После войны он некоторое время прослужил вертухаем и еще много лет гордился умением с первого взгляда выделять в любой толпе отсидевших по 58-й, потом окончил партшколу и неровными шагами двинулся по партийной линии, перешедшей в не слишком высокую служебную лестницу.
4.
На Светика папаша возлагал большие надежды, и тот поначалу их оправдывал, поскольку рос пионером и круглым отличником.
Однажды, классе в пятом, Светик обнаружил, что в мире нет ничего точного, поскольку каждую единицу меры можно разбить на меньшие — и так без конца, вследствие чего все величины и все расчеты приблизительны. Это так поразило его, что он позвал приятеля и стал излагать ему теорию безграничной делимости материи. Тот не согласился. Во время философского диспута домой вернулся отец.
— Нет, говоришь, ничего точного? — переспросил папаша. — Неправда! Распоряжения нашей партии и правительства исполняются совершенно точно!
Светик не нашелся, что возразить, но почувствовал, что аргумент был ниже пояса.
Тем не менее, по инерции он еще обращался к отцу с вопросами, отвечать на которые тому становилось все сложнее и неприятнее. Решив разом сбросить тяжесть, он послал сына к первоисточникам, где можно найти ответ на все сомнения и подозрения, которые не должны возникать у советского человека.
Светик добросовестно изучил имевшиеся в библиотеке труды трех классиков (четвертый к тому времени уже был предан анафеме, добраться до него было сложнее). Вероятно, он был единственным в мире человеком, который прочел все эти плоды немецкой учености, еврейского вдохновения, русской мечтательности и революционного дуболомства.
Чтение основоположников было единственным последовательным чтением в Светиковой жизни, и чтение это имело ошеломительный для папаши эффект. Дочитав последний том, сын с месяц переваривал прочитанное и в один злополучный вечер выложил отцу все, что наварил. Тот ничего не понял в закоулистой аргументации, но тон и выводы не оставляли никакого места для сомнений: перед ним стоял законченный враг народа, матерый антисоветчик и ярый антикоммунист. Поначалу папаша все же попытался опровергнуть Светика, но это было все равно, что с трехлинейкой опровергать пулемет: усталая советская демагогия вдребезги разлеталась под напором поставленной на голову гегелевской диалектики, и папаша потянулся к доводам позабористее, а затем и поматериальнее, что роковым образом сказалось на сыновнем чувстве: Светик так и не смог забыть поднятой на него руки.

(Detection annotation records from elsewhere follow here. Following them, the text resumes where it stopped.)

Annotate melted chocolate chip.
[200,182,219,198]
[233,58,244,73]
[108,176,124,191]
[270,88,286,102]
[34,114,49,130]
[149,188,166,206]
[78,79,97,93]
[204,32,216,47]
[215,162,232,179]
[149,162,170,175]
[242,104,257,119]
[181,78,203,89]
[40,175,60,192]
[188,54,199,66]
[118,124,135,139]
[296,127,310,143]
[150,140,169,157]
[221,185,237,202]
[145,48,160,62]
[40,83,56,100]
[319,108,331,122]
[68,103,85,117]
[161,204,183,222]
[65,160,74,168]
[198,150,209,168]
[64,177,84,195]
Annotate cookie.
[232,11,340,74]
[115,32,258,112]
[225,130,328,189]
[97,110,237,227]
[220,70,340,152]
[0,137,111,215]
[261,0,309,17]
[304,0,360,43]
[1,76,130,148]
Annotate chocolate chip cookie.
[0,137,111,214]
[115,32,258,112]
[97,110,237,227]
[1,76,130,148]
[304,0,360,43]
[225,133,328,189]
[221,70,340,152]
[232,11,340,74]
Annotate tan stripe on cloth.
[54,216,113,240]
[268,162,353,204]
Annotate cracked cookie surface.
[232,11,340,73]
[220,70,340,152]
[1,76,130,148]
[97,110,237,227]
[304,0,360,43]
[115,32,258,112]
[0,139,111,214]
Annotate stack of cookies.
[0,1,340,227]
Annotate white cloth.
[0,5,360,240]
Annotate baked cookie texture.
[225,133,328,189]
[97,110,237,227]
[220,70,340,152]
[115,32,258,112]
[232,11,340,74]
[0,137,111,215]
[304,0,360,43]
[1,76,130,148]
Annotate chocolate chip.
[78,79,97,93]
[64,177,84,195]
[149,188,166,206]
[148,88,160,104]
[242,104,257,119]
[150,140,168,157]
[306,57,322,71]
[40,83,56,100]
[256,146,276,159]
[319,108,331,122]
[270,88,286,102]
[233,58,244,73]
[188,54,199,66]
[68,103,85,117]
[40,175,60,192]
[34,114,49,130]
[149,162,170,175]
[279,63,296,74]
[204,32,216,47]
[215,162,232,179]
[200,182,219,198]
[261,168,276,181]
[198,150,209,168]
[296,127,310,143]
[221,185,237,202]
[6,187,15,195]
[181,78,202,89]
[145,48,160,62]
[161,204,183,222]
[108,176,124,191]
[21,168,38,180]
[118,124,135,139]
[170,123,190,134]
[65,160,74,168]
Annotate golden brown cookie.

Еще лет через пять, в одну из бешеных ссор, когда пьяный отец заорал, что немедленно пойдет куда надо и сдаст сына, Светик ядовито бросил ему, что тот сам виноват: нужно было посылать сперва к «Краткому курсу истории КПСС», а уж затем к классикам, причем в обратном порядке, и тогда его сын был бы не кандидатом на скамью подсудимых, а кандидатом в ЦК ВЛКСМ или, на худой конец, кандидатом глубоко философских наук.
Надо отдать папаше должное — он так никогда и не осуществил своей угрозы, невольно показав, что кровные узы для него были все же важнее товарищеских и что многолетняя партобработка не уничтожила его природной крестьянской основы. Знай он, что своим примером опровергает сразу два главных положения великого учения Лысенко — о том, что приобретенные признаки наследуются и что воспитание сильней наследственности, он бы, скорее всего, застрелился.
5.
Чтение классиков много поспособствовало развитию Светикова полемического дара: он замечательно умел выбрать слабое или больное место оппонента и язвить его до тех пор, пока оно не начинало пускать метастазы по всей совокупности убеждений. То же самое он проделывал не только ad hominem, но и ad rem, находя логическую щель в укрепленной позиции собеседника, бессознательно залепленную мифологемами, и вбивал в нее клинья до тех пор, пока не разваливалось все здание.
С тех пор он читал мало, считая, что полезнее самому додумываться до важных вещей. Этот принципиальный духовный провинциализм и сквозившая за ним гордость самоучки сильно вредили ему в глазах утонченных интеллектуалов, которые, однако, побаивались вступать с ним в спор.
6.
Перманентное стремление к расколу, видимо, одно из главных свойств любого российского сообщества, причем столь же универсальное, как отталкивание одноименных зарядов. Но, будучи надындивидуальной, проявляется эта сила через индивидов. Светик оказался раскольником прирожденным и мог бы носить соответствующую фамилию с большим основанием, чем сам Родион Романович, даром что старушек не лущил и к топору Русь не звал. Но в какую бы группу он не внедрялся и сколь бы монолитной не казалась она до того, вскоре после Светикова вступления она давала трещину, сквозь которую прорастал этот цветочек. Он сеял противоречия между друзьями и разводил мужей с женами. В его присутствии даже мирно лежащие коты затевали свару. Единственный объект, которому шли на пользу его раскольничьи устремления, был он сам: внутренние противоречия благодетельны.
7.
В школе Светик отличался поразительной способностью делать дополнительные построения в геометрических задачах. Он так стремительно и легко проводил линии, словно скользил по уже имевшемуся, только ему видимому следу. Возникавший чертеж настолько проявлял связи между данным и искомым, что для доказательства достаточно было сакраментального «Cмотри!», которое Светик не медлил произнести.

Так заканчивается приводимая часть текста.